Nunca olvidaré ese camino en taxi al hospital, el peor de mi vida. Cada parada y cada nuevo arranque del coche se convertían para mí en un suplicio interminable. A través de la ventanilla pude observar que se iba haciendo de noche y las luces de los coches  se mezclaban entre sí creando una masa homogénea. Supongo que fruto del dolor y del mareo la realidad empezaba a distorsionarse, ahí sentí por primera vez que me estaba muriendo. Llegué a urgencias a punto de desmayarme y, cuando uno de los guardas de seguridad me vio, acudió corriendo hacia mí con una silla de ruedas, mientras yo no paraba de vomitar. Al explicar mi cuadro varios médicos comenzaron a realizarme pruebas y, tras unos minutos, uno de ellos se acercó con un semblante serio para darme el contundente diagnóstico: tenía una hemorragia subaracnoidea. ¿Cómo? Pues eso, que estaba sufriendo un derrame cerebral. Ahí tenía mi explicación lógica a tanto malestar repentino. No entendía nada, me quedé en shock, incapaz de moverme. Los médicos me explicaron que esa misma noche debían intervenirme y después tendría que quedarme ingresada un tiempo. Yo, totalmente incrédula, les dije que no podía quedarme porque a la mañana siguiente debía tomar mi vuelo de regreso a España, pero ellos, muy amablemente, insistían en que no iba a ir a ninguna parte. Miré de reojo a mi pareja que, con la cara blanca, parecía tan perplejo como yo. Por la preocupación de los médicos sabía que la cosa iba en serio y, de repente, mi vida se paró en seco. 
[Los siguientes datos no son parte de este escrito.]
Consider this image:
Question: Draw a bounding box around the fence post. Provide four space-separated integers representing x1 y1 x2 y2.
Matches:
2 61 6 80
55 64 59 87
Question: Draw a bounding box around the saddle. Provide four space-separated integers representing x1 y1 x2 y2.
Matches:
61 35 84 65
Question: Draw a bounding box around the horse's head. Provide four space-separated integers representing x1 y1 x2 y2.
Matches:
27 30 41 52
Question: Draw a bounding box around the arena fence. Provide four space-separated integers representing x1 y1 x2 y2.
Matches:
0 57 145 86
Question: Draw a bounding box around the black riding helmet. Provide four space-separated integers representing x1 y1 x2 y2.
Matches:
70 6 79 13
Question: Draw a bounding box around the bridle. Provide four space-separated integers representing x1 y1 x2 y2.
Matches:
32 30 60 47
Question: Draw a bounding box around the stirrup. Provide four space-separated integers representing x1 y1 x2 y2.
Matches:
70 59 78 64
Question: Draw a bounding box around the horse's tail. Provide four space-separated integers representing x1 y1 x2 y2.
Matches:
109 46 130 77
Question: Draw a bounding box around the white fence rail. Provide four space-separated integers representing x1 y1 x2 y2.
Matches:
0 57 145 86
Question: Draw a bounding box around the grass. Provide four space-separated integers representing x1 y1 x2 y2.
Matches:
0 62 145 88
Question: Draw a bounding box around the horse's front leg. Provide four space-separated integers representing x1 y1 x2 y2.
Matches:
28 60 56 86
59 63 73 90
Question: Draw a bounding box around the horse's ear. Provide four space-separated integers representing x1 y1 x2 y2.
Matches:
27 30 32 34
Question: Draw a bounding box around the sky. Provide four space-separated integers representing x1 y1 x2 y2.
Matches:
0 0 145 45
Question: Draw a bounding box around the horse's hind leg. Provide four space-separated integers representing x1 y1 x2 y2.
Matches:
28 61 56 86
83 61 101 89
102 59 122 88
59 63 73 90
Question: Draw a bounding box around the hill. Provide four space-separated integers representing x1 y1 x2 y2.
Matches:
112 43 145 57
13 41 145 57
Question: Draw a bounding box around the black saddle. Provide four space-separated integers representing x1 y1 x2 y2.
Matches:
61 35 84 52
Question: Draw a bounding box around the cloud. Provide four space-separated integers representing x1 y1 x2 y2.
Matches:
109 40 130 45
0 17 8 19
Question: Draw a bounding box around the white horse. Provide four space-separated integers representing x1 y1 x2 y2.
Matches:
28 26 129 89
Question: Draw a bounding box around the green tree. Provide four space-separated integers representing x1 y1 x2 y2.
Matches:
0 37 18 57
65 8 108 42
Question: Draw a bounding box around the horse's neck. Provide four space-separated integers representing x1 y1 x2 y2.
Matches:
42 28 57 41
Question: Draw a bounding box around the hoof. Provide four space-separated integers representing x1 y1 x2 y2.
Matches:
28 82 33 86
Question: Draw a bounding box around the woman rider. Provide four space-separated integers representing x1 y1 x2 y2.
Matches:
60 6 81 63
Mientras me pinchaban medicamentos en vena y me explicaban con todo detalle el procedimiento a seguir, tuve la sensación de que las paredes de la sala de urgencias se desintegraban, abriéndose ante mí un espacio en blanco, un abismo vacío y solitario. Por primera vez me planteé la posibilidad de que aquella podía ser mi última noche en la Tierra y, durante unos instantes, un miedo desconocido se apoderó de mí. ¿Y si había llegado ya la hora de partir? En ese momento empezaron a venir a mi memoria toda clase de recuerdos importantes de cada época de mi vida, donde las personas y las relaciones significativas eran las protagonistas absolutas. Ni por asomo pensé en mi casa, en mi dinero o en el resto de bienes materiales, eso no era relevante. Llegar al final de mi vida física, tal y como la conocía, era de pronto una posibilidad real que me hizo darme cuenta de lo que importa y de lo que no. 

Aquella madrugada entré en quirófano sin saber si saldría. Me despedí de todo por si acaso no volvía y solté el control, pues comprendí que nada dependía de mí. Me dije a mí misma que aún no estaba preparada para irme pero, si realmente había llegado mi momento, me sentía de verdad muy agradecida por todo lo vivido hasta ahí. Antes de quedarme traspuesta por el efecto de la anestesia, mientras el equipo médico me inmovilizaba para la operación, me percaté de que de fondo sonaba en la radio de la sala la canción Live is life de Opus. Era la prueba irrefutable de que la Vida estaba de mi parte y no pude contener las lágrimas. 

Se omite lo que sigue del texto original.